LES CLAYPOOL
8 p.m., The Village. $20 adv., $25 d.o.s.

That bass god Les Claypool’s latest solo album, “Of Fungi and Foe,” draws largely from songs originally written for the soundtrack to a film called “Pig Hunt” (about the legend of a 3,000-pound wild boar named Hogzilla) and those from a Wii game called “Mushroom Men: The Spore Wars” (about radioactive mushroom men come to life) should surprise no one familiar with Claypool’s resume. The California native jammed with Kirk Hammett in high school (they were classmates) in the ’70s, formed the trio Primus in the ’80s and scored an unlikely hit album on a major label in the ’90s.
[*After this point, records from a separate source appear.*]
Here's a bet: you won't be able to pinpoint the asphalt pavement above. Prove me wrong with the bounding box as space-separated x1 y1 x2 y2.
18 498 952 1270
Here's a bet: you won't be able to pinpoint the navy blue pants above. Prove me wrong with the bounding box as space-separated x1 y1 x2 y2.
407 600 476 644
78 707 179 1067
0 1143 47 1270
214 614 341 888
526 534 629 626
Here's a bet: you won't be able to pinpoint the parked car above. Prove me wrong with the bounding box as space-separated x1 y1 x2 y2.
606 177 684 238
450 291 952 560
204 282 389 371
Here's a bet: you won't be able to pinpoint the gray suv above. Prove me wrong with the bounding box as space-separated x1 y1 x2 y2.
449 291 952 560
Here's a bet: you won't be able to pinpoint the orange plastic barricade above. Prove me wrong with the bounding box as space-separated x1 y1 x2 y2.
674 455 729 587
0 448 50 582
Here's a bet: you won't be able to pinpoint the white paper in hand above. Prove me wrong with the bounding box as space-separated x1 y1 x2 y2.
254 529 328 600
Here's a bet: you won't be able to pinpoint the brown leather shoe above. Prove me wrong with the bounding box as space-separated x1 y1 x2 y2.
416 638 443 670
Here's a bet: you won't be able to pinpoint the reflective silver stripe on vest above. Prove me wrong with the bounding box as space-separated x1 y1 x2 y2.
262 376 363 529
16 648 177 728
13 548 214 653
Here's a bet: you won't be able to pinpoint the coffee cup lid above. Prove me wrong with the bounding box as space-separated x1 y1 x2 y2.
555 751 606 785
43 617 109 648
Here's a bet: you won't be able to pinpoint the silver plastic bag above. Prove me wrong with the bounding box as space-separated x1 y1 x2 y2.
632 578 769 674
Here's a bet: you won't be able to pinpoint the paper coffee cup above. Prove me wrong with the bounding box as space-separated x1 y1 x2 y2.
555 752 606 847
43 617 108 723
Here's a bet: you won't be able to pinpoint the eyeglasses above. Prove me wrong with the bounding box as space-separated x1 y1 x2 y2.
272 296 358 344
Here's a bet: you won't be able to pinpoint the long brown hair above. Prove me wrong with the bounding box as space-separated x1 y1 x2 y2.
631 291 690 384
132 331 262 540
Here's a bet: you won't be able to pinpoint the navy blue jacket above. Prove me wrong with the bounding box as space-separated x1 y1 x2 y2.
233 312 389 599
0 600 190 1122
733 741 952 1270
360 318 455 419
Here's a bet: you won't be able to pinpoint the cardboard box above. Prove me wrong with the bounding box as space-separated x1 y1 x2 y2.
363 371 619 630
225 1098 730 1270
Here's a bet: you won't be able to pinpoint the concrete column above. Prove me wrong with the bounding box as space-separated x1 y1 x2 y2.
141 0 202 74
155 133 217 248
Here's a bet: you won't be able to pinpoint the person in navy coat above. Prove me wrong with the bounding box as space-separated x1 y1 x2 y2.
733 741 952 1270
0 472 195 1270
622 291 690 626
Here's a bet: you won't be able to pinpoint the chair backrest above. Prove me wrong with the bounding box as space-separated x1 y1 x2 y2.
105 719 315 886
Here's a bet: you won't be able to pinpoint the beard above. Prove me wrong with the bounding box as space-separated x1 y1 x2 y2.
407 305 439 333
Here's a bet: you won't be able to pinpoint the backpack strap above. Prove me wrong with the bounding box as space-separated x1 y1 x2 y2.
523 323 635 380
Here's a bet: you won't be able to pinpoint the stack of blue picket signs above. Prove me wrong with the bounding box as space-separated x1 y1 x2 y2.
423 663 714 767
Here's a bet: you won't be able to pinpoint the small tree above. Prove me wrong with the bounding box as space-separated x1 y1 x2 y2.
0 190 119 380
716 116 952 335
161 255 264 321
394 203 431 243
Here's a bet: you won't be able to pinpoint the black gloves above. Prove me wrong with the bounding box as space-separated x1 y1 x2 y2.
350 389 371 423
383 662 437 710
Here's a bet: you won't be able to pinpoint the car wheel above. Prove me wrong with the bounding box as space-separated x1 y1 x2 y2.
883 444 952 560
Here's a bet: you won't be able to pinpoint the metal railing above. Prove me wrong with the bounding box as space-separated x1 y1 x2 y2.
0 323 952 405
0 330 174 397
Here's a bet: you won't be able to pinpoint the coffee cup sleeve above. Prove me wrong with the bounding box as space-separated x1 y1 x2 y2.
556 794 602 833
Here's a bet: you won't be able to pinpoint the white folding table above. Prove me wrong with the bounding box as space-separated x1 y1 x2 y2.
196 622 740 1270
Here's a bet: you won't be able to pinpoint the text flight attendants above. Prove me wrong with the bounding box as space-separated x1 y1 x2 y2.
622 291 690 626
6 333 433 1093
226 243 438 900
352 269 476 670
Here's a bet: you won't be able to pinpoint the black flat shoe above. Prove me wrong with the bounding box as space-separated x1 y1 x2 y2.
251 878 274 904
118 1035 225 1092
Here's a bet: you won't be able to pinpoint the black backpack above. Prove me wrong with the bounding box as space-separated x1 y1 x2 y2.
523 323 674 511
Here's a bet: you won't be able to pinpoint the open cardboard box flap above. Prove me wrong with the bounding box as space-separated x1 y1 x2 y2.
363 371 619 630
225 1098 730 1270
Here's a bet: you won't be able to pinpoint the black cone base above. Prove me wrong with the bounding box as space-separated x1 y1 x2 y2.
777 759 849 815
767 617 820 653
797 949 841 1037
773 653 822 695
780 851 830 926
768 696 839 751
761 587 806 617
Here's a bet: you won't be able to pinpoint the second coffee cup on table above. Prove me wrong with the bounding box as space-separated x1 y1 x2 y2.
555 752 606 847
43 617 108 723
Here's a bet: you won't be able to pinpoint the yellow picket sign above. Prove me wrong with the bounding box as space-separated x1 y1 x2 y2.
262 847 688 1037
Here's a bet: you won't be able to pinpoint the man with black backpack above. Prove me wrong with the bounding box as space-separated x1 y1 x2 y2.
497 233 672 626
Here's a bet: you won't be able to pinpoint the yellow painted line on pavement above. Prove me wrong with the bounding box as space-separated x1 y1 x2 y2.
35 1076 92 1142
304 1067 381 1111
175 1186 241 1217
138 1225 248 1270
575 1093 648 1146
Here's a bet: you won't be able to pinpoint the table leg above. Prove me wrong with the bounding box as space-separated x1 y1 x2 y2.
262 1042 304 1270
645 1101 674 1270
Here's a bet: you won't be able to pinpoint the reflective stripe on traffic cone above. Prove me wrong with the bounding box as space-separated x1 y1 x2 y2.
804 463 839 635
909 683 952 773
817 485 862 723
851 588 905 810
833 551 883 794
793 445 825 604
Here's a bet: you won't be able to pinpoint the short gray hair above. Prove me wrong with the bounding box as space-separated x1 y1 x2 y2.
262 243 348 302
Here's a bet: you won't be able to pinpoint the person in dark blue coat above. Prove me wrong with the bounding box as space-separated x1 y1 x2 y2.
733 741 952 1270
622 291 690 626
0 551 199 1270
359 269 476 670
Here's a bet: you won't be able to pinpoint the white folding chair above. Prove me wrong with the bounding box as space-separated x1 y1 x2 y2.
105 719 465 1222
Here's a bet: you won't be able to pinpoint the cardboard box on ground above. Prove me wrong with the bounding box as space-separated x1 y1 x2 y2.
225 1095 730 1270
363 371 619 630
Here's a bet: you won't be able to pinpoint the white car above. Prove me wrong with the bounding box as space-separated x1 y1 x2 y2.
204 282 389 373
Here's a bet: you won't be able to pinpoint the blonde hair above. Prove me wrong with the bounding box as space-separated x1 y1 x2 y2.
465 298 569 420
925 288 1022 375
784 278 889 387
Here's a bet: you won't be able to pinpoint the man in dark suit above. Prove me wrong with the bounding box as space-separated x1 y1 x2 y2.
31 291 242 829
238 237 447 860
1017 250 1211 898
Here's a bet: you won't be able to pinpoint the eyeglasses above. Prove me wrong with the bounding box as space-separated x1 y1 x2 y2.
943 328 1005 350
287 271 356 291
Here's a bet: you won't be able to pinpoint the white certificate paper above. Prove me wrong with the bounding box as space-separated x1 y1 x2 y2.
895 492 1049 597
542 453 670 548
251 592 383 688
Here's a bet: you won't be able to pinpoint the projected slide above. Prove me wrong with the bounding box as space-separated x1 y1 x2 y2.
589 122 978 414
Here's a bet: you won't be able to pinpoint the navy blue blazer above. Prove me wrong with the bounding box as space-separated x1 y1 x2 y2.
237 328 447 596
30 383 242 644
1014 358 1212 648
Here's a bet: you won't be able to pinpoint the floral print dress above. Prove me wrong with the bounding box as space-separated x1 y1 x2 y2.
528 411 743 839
In the aughts and naughties, Primus cut the theme song for “South Park” and Claypool found time for all sorts of side projects with stoner-y names — Sausage, Les Claypool and the Holy Mackerel, Oysterhead — as well as guest spots on albums by everyone from Buckethead to Tom Waits. Through it all, Claypool’s spoken-sung lyrics always run the gamut from goofy to demented, while his bass lines split the difference between Geddy Lee’s nerdy virtuosity and Larry Graham’s pioneering slap attack. Kansas’ Split Lip Rayfield punk-up bluegrass in the opening slot.